Interest rate products stabilized on Tuesday allowing the market to digest yesterday's swift sell-off. We warned you last week that this would be a slow news week...and it has been. The only guidance that Treasury traders seem to be relying on is the direction of equity trade. Unfortunately, thin stock volume has resulted in yesterday's questionably relentless rally and today's refusal to correct. While we have been bullish the S&P since the index made its low in the 870's we were a little surprised at the magnitude of the rally. That said, we still believe that the S&P will make its way higher, approximately to the 940 area; if this is an accurate assumption, Treasuries should find themselves retesting the May lows and slightly beyond.

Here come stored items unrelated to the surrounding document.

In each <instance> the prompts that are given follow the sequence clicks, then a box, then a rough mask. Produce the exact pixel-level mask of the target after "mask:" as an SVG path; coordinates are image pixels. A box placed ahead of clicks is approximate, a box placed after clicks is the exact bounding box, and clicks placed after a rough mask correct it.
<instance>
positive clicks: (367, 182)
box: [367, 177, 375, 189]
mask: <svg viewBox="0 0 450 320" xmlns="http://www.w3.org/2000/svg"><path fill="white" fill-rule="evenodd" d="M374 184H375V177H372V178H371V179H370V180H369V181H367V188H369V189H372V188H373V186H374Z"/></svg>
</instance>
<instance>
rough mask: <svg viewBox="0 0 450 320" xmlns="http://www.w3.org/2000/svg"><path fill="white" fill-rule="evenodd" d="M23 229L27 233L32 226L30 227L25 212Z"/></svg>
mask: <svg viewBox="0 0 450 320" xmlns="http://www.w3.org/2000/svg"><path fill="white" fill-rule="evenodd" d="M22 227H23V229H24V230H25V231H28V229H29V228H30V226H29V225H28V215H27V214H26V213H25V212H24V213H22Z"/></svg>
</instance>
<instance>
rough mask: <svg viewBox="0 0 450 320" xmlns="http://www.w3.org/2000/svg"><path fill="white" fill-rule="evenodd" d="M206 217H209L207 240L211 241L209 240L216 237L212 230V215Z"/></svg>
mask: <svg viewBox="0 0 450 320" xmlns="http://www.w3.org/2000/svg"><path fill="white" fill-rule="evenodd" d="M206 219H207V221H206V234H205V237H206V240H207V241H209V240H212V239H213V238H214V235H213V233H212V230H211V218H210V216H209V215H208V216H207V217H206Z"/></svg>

Keeping bonds and notes under pressure are assumptions that the U.S. economy is showing signs of recovery. The newest evidence supporting this theory is a statement made by Gary Stern, President of the Minneapolis Fed; As we get into the middle of 2010 and beyond, I would expect to see a resumption of healthy growth. He also downplayed the role of deflation, To date, there is scant evidence of deflation in so-called core measures of inflation. He added, If economic growth resumes in the United States as I expect, the threat of deflation should diminish commensurately.
Additionally, while the Fed has taken a breather when it comes to note issuance, corporations have not. Barclays is looking to sell at least $500 million in non-guaranteed 10-year notes and Verizon issued nearly $4 billion in various 2-year instruments.
We are going to stick with our original call for now...We think that the T-bond could see 119'08 and maybe even the mid'118's before finding buyers. Note traders should look for support near 119'11 and again at 119. The first area of support for the 5-year note futures looks to be near 116'21 with 116'01 being significant support.